The OpenID community is buzzing with board elections coming up next week. With Facebook and Google drawing attention with their simultaneous recycling of old news (MySpace’s PR person should have been fired long ago for being so bluntly left out), there is growing concern in that community for the future relevance of an open, rather than a commercially controlled, identity. Dave Winer thinks the commercialists will kill it by over-complexity. Chris Messina believes that better usability and branding could jumpstart OpenID.
Personally I see no reason right now why Facebook won’t pull it off. The main reason is that they have a full turnkey system in-place. As a publisher, I don’t need to adopt an OpenID library, access a few Contacts APIs (standards are still only making baby steps) and then integrate some form of postback to an aggregator. Facebook gives me the whole monty, on a very large network provider, and a simple WordPress plugin can do all that work.
That’s where an open community lags behind a concentrated commercial effort – tying it all together to a killer-app. An open content platform? well, that was boringly nice, until someone connected it to a killer-app need of an anyone-can-edit-encyclopedia and suddenly everyone’s using wikis. Firefox did not become popular because it’s open, but rather because its openness allowed open features, such as greasemonkeying and tons of extensions. Where is the OpenID equivalent?

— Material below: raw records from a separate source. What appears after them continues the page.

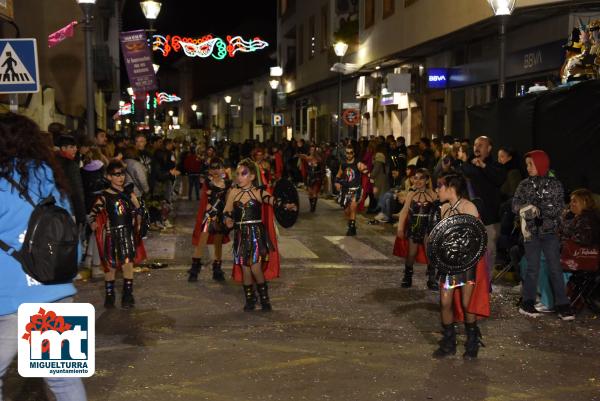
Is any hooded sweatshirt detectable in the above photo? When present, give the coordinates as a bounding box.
[512,150,565,241]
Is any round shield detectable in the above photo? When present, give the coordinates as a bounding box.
[273,178,300,228]
[427,214,487,274]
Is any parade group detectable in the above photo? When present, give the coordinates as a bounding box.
[2,110,600,359]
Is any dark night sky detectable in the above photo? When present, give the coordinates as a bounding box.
[123,0,277,97]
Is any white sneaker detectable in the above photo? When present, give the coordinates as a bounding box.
[534,302,554,313]
[373,212,386,221]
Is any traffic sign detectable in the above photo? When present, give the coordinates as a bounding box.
[342,109,360,125]
[271,113,285,127]
[0,39,40,93]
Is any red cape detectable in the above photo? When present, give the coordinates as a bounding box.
[393,216,429,265]
[454,258,491,322]
[192,182,230,246]
[231,169,281,283]
[96,211,147,272]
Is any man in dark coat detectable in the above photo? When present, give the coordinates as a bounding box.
[461,136,506,278]
[56,135,86,224]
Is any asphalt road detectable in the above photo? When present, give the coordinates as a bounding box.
[5,195,600,401]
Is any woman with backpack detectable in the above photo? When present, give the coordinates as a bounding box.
[0,113,87,401]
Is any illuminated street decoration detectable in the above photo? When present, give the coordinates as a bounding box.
[152,35,269,60]
[156,92,181,104]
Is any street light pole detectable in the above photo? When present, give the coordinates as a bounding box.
[487,0,516,99]
[333,42,348,152]
[498,15,508,99]
[140,0,162,135]
[223,95,231,142]
[78,0,96,138]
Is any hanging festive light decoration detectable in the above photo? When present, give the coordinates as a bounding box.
[156,92,181,104]
[152,35,269,60]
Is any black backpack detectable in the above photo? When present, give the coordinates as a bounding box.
[0,178,79,284]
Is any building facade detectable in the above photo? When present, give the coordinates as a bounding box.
[278,0,598,143]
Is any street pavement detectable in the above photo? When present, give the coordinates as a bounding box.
[5,192,600,401]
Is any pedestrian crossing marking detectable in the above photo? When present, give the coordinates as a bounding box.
[0,43,35,84]
[325,236,391,260]
[277,237,319,259]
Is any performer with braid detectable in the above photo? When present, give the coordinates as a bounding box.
[300,143,324,213]
[90,159,146,308]
[398,168,439,291]
[188,158,232,282]
[223,159,298,312]
[433,173,490,359]
[335,146,367,236]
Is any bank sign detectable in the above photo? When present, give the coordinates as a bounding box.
[427,68,450,89]
[18,303,96,377]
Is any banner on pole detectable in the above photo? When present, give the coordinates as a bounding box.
[48,21,77,47]
[121,30,158,93]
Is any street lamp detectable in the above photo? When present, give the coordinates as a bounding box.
[140,0,162,134]
[333,41,348,152]
[77,0,96,138]
[487,0,516,99]
[223,95,231,142]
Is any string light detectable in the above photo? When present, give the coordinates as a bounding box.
[152,35,269,60]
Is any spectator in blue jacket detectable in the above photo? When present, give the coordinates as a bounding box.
[0,113,86,401]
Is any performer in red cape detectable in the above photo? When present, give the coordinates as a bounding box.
[394,168,439,291]
[90,159,146,308]
[188,158,231,282]
[223,159,298,312]
[271,144,283,181]
[433,173,490,359]
[299,143,325,213]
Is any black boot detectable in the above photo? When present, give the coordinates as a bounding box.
[432,324,456,359]
[213,260,225,282]
[400,265,413,288]
[427,265,440,291]
[256,282,273,312]
[346,220,356,237]
[244,285,256,312]
[104,280,115,308]
[463,322,485,359]
[188,258,202,283]
[121,278,135,308]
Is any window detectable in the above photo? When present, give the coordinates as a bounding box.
[321,4,329,51]
[296,25,304,65]
[308,15,317,58]
[383,0,396,18]
[365,0,375,29]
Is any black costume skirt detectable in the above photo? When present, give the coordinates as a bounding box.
[440,265,477,290]
[233,223,275,266]
[406,214,429,244]
[104,225,136,268]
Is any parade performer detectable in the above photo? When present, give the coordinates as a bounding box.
[335,146,368,236]
[394,168,439,291]
[300,144,325,213]
[427,173,490,359]
[90,159,146,308]
[252,148,272,188]
[223,159,297,312]
[188,158,232,282]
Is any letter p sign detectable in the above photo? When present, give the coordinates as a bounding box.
[271,113,285,127]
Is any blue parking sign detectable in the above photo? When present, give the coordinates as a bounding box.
[0,39,40,93]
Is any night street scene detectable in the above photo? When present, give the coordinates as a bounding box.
[0,0,600,401]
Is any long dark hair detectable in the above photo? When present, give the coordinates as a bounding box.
[437,172,470,200]
[0,113,69,195]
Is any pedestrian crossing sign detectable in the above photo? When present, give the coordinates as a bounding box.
[0,39,40,93]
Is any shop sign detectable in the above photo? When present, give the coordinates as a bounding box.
[427,68,450,89]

Personally I think blog widgets, and in particular commenting platforms, can be exactly it. The blogosphere is decentralized enough for an open product to compete fairly against Facebook’s push. There are already commercial products making use of it, such as Disqus. Now just decentralize that too, and let every OpenID user assemble their own Disqus page from an OpenID-based commenting plug-in. If you don’t like that, find another potential killer-app (David Recordon’s browser-based identity has good potential too), just don’t assume that an open technology alone makes any difference to anyone beyond the techies.